Larry Atkinson, 64, has been charged with second-degree murder for strangling Sarah Roberts, 57, and her 25-year-old daughter, Sharon Roberts, in a bedroom in the Grant House apartment on West 125th Street. it was done.
Police sources say Atkinson was dating the family’s home care assistant at the time, but found them dead on February 20, 1994.
The aide found the mother on the bed in one room and the daughter in the second bedroom. Her daughter wore woolen stockings around her neck.

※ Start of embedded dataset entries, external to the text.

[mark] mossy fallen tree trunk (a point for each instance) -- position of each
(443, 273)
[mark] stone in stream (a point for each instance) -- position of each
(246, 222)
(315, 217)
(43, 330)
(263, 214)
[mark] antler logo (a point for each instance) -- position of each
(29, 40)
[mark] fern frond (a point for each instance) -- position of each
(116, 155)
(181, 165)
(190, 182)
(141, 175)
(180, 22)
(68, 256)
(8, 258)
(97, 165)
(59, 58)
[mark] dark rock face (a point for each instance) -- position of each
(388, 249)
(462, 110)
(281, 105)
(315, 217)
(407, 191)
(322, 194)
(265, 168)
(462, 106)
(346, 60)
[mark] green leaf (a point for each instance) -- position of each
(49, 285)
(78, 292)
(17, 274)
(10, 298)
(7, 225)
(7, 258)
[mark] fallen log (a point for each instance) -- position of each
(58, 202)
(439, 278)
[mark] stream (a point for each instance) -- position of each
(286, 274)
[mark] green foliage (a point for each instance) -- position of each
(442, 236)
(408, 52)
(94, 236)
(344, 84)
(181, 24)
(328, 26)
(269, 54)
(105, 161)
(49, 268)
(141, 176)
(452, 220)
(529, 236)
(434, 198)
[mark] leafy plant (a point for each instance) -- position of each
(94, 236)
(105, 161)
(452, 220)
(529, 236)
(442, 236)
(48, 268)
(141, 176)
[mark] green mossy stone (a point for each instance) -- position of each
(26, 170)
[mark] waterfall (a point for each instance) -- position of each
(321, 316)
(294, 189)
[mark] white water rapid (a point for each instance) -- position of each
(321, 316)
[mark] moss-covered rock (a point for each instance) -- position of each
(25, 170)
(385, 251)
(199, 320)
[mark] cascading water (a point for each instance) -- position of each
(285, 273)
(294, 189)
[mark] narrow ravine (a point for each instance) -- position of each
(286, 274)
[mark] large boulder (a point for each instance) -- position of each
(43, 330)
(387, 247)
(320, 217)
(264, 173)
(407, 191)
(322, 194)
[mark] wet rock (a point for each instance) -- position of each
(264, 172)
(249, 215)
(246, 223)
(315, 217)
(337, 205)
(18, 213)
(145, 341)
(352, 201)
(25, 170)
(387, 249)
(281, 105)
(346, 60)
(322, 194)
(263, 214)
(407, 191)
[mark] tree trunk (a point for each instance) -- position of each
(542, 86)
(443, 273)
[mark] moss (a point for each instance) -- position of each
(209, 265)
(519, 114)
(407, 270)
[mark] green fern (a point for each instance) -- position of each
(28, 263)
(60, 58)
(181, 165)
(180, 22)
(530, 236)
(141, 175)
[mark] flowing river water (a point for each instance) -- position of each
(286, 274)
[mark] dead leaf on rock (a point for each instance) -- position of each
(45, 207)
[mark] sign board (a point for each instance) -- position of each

DNA evidence recovered from the scene was initially unrelated to the suspect.
However, according to the criminal complaint, when detectives in the NYPD backlog of the case resubmitted DNA evidence for testing last year, the nail clipped from Sarah’s fingernail and a dry discharge from Sharon’s hand appeared. swabs matched Atkinson’s profile in the state DNA database.
Celeste Cornelius, 65, the home health care assistant who found the two dead nearly 30 years ago, insisted Atkinson didn’t.
“He’s a good man. He’s a good man,” she previously told the Daily News. I don’t even care, he didn’t do it.
Atkinson denied any wrongdoing when police arrested him on Monday.
He is scheduled to return to court on Friday.
The murder suspect has three aliases, a lengthy rap sheet, 28 arrests and five state prison sentences. Records show that among his many convictions included selling drugs, attempted robbery, and assault.